Erdoğan files complaint against Kılıçdaroğlu, 72 CHP deputies

ANKARA

President Recep Tayyip Erdoğan has filed a criminal complaint against Republican People’s Party (CHP) chair Kemal Kılıçdaroğlu and 72 other lawmakers of the main opposition party for insulting him by sharing a cartoon on Twitter.

The move came after the Ankara Chief Prosecutor’s Office launched an investigation into Kılıçdaroğlu on July 18.

Kılıçdaroğlu had tweeted a cartoon on July 17 depicting Erdoğan as various animals to show support for four university students who were arrested this month for carrying it as a placard at their graduation ceremony.

“You will tolerate criticism and humor. You should. You cannot stop criticism and humor by jailing people,” Kılıçdaroğlu had said in the tweet addressing Erdoğan.

The Ankara Chief Prosecutor’s Office said in a statement on July 18 that it had launched a probe into Kılıçdaroğlu for “insulting the president” as described in the Turkish penal law.

Students carried placards with political messages during Middle East Technical University’s (ODTÜ) graduation ceremony on July 6, as part of the 62-year-old university’s tradition.

The placard depicting Erdoğan as various animals, including an elephant, snake and monkey, was originally published as a cartoon by satire magazine Penguen in 2006.

Erdoğan had then sued the magazine but an Ankara court acquitted the cartoonists in a ruling that stressed the right of free speech.

Court rules for another hefty compensation

Meanwhile, Kılıçdaroğlu was sentenced to another hefty compensation in a separate defamation case filed by Erdoğan.

According to a July 18 ruling by Anadolu 20th Court of First Instance in Istanbul, Kılıçdaroğlu will pay 359,000 Turkish Liras to Erdoğan for insulting him and his relatives in a row over offshore accounts that CHP leader alleged the president and his relatives hold in the Isle of Man, a self-governing British Crown dependency in the Irish Sea between England and Ireland.
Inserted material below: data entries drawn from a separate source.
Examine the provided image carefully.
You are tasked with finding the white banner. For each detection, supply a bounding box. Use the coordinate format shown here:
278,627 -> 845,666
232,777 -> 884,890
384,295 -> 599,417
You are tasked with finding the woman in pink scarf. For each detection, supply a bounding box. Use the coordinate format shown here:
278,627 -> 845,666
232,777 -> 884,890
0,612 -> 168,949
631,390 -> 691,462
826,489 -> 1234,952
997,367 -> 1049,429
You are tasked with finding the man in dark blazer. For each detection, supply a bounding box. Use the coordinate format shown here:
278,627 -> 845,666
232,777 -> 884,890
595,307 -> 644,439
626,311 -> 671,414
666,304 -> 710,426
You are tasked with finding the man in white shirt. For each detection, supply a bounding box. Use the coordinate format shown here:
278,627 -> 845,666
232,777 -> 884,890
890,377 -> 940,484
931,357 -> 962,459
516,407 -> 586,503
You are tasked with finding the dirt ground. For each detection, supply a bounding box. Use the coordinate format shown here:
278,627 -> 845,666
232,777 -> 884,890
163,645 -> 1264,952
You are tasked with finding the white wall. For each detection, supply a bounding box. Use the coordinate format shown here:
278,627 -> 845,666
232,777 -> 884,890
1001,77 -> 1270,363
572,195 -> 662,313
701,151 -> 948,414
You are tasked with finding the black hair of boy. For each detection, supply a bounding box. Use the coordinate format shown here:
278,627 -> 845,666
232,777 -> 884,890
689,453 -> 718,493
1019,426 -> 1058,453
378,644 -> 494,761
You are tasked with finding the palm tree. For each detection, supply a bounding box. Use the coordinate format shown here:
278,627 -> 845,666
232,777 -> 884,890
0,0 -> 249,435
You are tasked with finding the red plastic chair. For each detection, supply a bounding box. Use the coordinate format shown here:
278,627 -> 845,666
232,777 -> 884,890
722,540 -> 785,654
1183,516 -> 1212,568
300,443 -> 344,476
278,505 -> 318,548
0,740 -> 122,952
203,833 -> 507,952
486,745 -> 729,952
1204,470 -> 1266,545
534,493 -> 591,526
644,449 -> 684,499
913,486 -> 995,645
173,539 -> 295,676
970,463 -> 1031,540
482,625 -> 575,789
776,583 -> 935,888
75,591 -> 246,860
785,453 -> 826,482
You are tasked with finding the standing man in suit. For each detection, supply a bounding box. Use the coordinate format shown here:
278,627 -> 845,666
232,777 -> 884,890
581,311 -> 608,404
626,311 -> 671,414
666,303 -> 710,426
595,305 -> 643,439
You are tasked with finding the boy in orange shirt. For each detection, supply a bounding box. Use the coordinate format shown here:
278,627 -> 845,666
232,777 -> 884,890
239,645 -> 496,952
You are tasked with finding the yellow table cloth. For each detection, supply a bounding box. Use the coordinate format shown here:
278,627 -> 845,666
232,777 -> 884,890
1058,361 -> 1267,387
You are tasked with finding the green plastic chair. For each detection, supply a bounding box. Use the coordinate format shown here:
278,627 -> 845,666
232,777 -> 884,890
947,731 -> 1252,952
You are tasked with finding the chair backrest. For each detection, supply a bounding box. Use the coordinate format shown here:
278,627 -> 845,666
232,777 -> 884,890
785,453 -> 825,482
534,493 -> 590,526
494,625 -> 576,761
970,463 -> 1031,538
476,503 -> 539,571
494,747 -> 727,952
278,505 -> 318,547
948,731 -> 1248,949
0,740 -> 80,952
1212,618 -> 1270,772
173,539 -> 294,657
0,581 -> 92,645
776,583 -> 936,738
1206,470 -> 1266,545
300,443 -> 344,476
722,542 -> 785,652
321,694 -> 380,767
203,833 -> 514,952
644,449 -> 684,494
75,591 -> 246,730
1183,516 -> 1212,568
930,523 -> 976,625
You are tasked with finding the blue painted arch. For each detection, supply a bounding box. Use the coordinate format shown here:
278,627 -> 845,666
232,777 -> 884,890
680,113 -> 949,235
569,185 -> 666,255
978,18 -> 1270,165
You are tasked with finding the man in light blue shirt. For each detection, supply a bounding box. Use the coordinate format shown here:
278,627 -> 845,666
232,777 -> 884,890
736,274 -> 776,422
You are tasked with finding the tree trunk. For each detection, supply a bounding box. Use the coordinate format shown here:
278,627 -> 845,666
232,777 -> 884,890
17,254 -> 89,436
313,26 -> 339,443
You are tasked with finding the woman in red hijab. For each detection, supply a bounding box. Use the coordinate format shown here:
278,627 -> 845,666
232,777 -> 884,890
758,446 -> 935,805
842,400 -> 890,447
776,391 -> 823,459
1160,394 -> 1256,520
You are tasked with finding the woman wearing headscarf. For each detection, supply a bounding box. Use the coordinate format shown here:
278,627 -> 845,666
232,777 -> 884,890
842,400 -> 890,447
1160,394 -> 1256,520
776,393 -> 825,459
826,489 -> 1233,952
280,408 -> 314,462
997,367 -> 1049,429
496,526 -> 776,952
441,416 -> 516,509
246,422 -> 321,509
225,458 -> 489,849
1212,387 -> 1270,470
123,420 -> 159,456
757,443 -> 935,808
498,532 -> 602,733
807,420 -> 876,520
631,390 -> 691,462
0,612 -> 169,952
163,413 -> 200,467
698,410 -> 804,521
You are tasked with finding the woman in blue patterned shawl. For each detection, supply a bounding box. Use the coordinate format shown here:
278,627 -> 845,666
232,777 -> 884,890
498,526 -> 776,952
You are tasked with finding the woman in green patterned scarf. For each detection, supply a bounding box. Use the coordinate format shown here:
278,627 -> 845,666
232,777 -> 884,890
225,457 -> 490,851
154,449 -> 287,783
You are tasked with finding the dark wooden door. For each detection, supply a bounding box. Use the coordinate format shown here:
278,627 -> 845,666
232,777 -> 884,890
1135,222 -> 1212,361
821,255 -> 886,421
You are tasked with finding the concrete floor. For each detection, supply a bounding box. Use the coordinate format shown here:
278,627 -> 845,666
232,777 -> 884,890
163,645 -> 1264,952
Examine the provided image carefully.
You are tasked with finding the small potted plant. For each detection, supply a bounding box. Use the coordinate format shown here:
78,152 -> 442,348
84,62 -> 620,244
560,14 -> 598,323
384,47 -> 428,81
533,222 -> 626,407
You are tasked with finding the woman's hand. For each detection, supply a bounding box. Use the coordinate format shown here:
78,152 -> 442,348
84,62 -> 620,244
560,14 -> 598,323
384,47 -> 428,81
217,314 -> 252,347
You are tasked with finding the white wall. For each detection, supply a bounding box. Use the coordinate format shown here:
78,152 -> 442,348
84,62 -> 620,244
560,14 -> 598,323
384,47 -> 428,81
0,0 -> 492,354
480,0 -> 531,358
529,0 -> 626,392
Kılıçdaroğlu said late last year that the president’s close circle engaged in multi-million dollar traffic through an off-shore company in the tax haven Isle of Man, later providing receipts of the transfers too.

The first court order issued regarding the allegations on June 7 had demanded that the CHP leader pay 185,000 Turkish Liras in compensation for insulting Erdoğan.